Cray Revamps ClusterStor For The Exascale Era

Supercomputer-maker Cray has launched the ClusterStor E1000, a storage offering designed to serve the entire triumvirate of HPC workloads: simulations, artificial intelligence, and analytics. Although, the E1000 is derived from its ClusterStor antecedents, its enhanced design reflects Cray’s doctrine that its supercomputers, and even those of its competitors, will increasingly be running a mix of workloads, only one of which will be traditional simulations.

In fact, Uli Plechschmidt, Cray’s director of storage product marketing, recast the entire exascale era as a period characterized by the convergence of these high performance workloads, rather than one delineated by supercomputing at the level of exaflops or exabytes. Of course, in this revision, the “exa” prefix loses all its meaning. But let’s face it, that definition started to wobble a bit even last year after researchers began using Summit as an “exascale” supercomputer for deep learning codes.

Exascale computing, Plechschmidt explains, is “defined by not just classic modeling and simulations running on the supercomputer or HPC cluster, but also by methods of artificial intelligence, like machine learning, or big data analytics, all running business-critical workloads on one machine.
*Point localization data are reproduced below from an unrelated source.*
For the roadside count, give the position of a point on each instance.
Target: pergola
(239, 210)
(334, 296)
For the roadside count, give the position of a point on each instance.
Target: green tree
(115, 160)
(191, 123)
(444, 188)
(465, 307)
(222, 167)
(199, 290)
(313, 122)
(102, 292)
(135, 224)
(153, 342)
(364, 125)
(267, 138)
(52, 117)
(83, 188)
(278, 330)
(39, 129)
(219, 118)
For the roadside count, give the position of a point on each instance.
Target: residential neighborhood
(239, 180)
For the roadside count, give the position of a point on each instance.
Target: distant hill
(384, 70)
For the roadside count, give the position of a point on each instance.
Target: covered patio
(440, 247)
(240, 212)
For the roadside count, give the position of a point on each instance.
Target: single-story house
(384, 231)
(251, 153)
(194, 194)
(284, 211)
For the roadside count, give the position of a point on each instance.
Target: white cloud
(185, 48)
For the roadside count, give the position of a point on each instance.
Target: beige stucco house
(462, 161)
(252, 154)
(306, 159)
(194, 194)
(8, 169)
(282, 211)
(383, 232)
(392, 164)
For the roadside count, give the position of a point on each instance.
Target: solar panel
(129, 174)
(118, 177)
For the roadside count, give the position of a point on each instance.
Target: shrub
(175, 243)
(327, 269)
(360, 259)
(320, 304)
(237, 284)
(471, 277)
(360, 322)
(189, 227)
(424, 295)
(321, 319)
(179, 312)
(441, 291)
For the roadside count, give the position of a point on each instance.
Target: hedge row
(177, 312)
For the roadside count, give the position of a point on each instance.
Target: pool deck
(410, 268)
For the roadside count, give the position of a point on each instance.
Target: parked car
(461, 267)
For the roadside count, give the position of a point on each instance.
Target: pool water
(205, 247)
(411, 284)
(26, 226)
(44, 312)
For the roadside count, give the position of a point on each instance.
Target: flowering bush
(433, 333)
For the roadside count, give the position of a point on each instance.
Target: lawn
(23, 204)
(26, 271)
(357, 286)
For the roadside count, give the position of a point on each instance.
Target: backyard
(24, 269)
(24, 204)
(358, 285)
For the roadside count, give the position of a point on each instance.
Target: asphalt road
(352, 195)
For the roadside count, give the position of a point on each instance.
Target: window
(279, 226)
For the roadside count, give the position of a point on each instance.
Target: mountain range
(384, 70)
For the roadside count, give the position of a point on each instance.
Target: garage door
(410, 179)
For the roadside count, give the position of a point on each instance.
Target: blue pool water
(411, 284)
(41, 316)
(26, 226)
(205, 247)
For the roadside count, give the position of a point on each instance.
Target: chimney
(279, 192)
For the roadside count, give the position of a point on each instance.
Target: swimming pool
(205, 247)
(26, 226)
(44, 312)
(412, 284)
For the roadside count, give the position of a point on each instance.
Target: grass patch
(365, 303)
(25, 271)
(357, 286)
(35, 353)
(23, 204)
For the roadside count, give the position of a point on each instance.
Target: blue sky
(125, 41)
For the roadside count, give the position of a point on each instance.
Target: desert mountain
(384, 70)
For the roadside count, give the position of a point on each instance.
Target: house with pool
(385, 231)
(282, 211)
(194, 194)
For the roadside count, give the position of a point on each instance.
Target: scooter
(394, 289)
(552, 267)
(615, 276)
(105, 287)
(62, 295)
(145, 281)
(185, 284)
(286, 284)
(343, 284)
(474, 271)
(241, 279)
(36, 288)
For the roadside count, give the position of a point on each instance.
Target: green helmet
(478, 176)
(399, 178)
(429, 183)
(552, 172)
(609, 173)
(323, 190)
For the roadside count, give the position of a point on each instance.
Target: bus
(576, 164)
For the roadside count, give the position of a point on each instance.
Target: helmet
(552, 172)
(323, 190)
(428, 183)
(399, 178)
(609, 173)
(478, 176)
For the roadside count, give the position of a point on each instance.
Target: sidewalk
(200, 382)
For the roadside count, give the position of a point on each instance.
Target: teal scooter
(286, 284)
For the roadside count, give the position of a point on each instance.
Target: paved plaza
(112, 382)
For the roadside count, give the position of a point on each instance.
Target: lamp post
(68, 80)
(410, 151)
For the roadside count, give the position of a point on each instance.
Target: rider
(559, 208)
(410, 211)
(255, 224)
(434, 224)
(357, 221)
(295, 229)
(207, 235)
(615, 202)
Going forward, we are going to focus on artificial intelligence joining modeling and simulation because it’s the most disruptive workload from an I/O pattern perspective.”

The conviction that AI will be broadly adopted by the HPC customers likely led the Cray engineers to make solid state drives first-class citizens in the new ClusterStor offering. In a nutshell, the E1000 brings SSD storage, with its emphasis on random I/O, read dominance, and mixed file sizes, to HDD storage, and its strength in sequential I/O, write-intensity, and large file sizes, under unified control. While the previous-generation ClusterStor L300 had its L300N and L300F variants that provided a flash storage pool for IOPS acceleration, the E1000 offers a fully integrated design that manages hard disk and flash storage under the same namespace, along with a scheduler to promote and demote data across the two pools.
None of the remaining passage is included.